It’s kind of scary to know that a bad firmware update roll-out can end up bricking your hub for good. Having to re-do all my configuration on a new hub wouldn’t be my main concern though (since I don’t have that many sensors) but rather the fact that I live in Europe but not in the UK, and Samsung actively refuses to service hubs and sensors still under warranty unless you have an UK or US forwarding address (which I don’t). So I guess my question is: Should my hub get bricked like this, would Samsung actually step in and provide a full replacement service, free of charge, regardless or where I live? Otherwise give me the option to manually defer firmware updates to my hub until I can be reasonably sure that it won’t cause issues (eg. a few weeks later than the rest).

1 Like

This is a totally fair question. The short answer is that we won’t know that all the issues have been sorted out until we put the changes to the ultimate test - updating the fleet of production hubs. We put the latest firmware through many, many hours of test internally across development hubs and internal beta users. We then put it through many more hours of tests with a customer beta. And yet issues still come out because a Hub has just the right combination of hardware state + installed software + cosmic radiation + internal dust-bunnies that it triggers some new error state that we hadn’t considered.

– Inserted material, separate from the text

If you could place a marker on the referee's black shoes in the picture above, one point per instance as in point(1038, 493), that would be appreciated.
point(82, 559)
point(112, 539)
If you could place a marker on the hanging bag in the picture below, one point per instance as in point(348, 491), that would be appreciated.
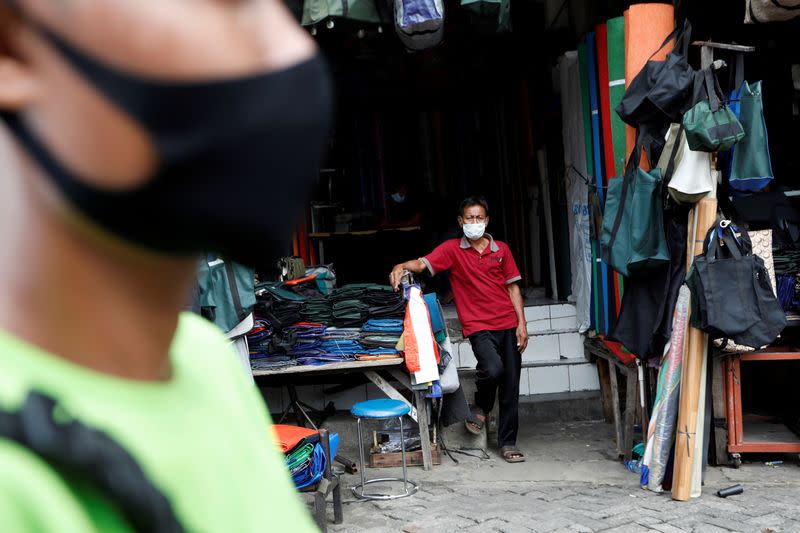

The 17.11/17.12 update is unusual in that one of the most complicated updates to date. The reason we want to release it as soon as we can though is that, once it is applied, it will be a significant boon to being able to release future updates in a safe way. We don’t want a “brick” any more than you do, and this is a significant step to getting there. Unfortunately, we need to use the riskier legacy update mechanism one more time on the way to a much better place.

3 Likes

Please keep working with our support team - your offline hub is a v1 hub and was not affected by this issue, which only affected v2 hubs.

Time to go get a lottery ticket? Or is this a sign to avoid chance-based games for a while? :wink:

Not to add to the fear, but this is a risk with every embedded device on the market today. We know how much people rely on their hubs, that’s why we’re pushing technologies like those in this update to further to reduce the possibility of damage.

1 Like

Like many others who have already commented here, wow. Thank you for the inside glimpse on what’s happening behind the scenes. Even though I wasn’t affected by the issue with this update, it was fascinating to learn more about how the technology that powers my smart home works. As a tinkerer, I couldn’t be more thrilled to be on the ST platform.

2 Likes

I wish everyone talked to me like this, so refreshing.

1 Like

And THIS (insert picture of me beating dead horse here) is why we need to have some sort of migration tool. I’ve always said, it doesn’t have to be perfect, but there should be options to save settings and re-apply them on the new hub.

I do not believe that it is not possible. As a former boss once said, “Anything is possible with the correct amount of resources.” And, that statement is absolutely true. I’m still on a v1 Hub, with a v2 still in the box, because it will be a pain to covert over and I don’t have a complex setup.

4 Likes